Yeah, it's good. She was literally standing in the corner by herself, counting items on a palette when she felt a massive shove from behind that pushed her away from the corner. She turned around to say, hey, what the hell to realize no one could have been behind her. Her back was up against the wall. Just then, an entire palette full of extra shelving fell from the top shelf in the stock room near the ceiling. Holy shit, it landed right where she had been standing. Turns out there were employees in the next aisle trying to add items to that top shelf and hit the palette of shelving, pushing it off the other side. Guys, come on. The security guard had seen it happen on the screen in her office and came running back to grab my mom and say, we almost lost you. There's no explanation for what pushed mom, and no one else was in that aisle with her on the security camera. Her parents had passed away maybe a year before this, and she says she knows for certain it was her dad that saved her.
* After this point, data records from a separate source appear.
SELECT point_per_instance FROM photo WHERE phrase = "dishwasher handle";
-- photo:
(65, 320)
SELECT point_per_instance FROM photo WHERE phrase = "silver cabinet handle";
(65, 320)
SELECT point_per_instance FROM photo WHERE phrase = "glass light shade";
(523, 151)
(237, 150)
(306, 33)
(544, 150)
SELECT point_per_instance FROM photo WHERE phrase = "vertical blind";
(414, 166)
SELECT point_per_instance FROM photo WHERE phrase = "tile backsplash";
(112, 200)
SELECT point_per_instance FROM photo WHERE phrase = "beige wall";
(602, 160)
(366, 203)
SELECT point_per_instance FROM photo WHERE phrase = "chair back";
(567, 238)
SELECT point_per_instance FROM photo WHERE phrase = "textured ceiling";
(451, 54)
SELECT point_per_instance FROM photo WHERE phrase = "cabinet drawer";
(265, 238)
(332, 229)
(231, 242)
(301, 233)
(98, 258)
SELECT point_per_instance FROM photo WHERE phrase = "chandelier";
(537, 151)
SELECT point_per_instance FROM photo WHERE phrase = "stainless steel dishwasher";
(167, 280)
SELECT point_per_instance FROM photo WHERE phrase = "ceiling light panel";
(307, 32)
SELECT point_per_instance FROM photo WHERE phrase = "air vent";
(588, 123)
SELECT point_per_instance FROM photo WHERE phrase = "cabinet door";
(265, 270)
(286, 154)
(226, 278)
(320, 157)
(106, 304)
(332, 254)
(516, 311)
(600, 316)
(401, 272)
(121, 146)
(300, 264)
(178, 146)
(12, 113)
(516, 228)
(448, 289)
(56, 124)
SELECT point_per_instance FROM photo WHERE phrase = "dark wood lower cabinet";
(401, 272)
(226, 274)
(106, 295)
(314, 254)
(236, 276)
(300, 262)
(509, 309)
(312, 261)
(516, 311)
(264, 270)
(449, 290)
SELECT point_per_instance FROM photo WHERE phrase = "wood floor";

My papa was an amazing man, and I thank him every day for saving my mom. Thank of your amazing podcast that gives all of us humor and hope. Oh stay sexy, and thank you Guardian Angel Papa. Anastasia.

Oh my god, Anastasia, I love that one.

The like surety that it's her dad is like so like got me choked up.

Yeah, you know where It's just like She's like, my dad shoved me like every other day.

Was a big pusher, a constant.

I love to stand under things like pianos that were dangling out of windows.

I can't tell you how many times he shoved me out of the way of danger.

And in it one more time I knew that familiar feeling. But also I want to know if that security guard that saw it on the on the camera saw the shove where.

It's all sudden, right, she goes.

Like that totally me too, that'd be cool.

Okay anyway.

The subject line of this email is Hell's Angels used to pick up my mom from school. Gals, gals, gals, It's time I've arrived. I can finally tell the story and I know you'll get it. I've been here since twenty sixteen, UK listener. You got me through it all. We're grown.

Let's go. Huh excute.

I know in episode four fifty you talked about the Hell's Angels and yahs. I can sorry, yass yass, I can finally share my mom's ridiculous connection to them. Back in the seventies, my granddad, my mom's dad, was well known in the northeast of England, first for being a prize fighting Irish boxer whoa yeah right, I kind of want to look that up, but also in his later years as a respected pub landlord. When my mom was around seven or eight, he decided to branch out and purchase a well known wine bar that had fallen on hard times. What he didn't know is that this bar was often frequented by the Hell's Angels.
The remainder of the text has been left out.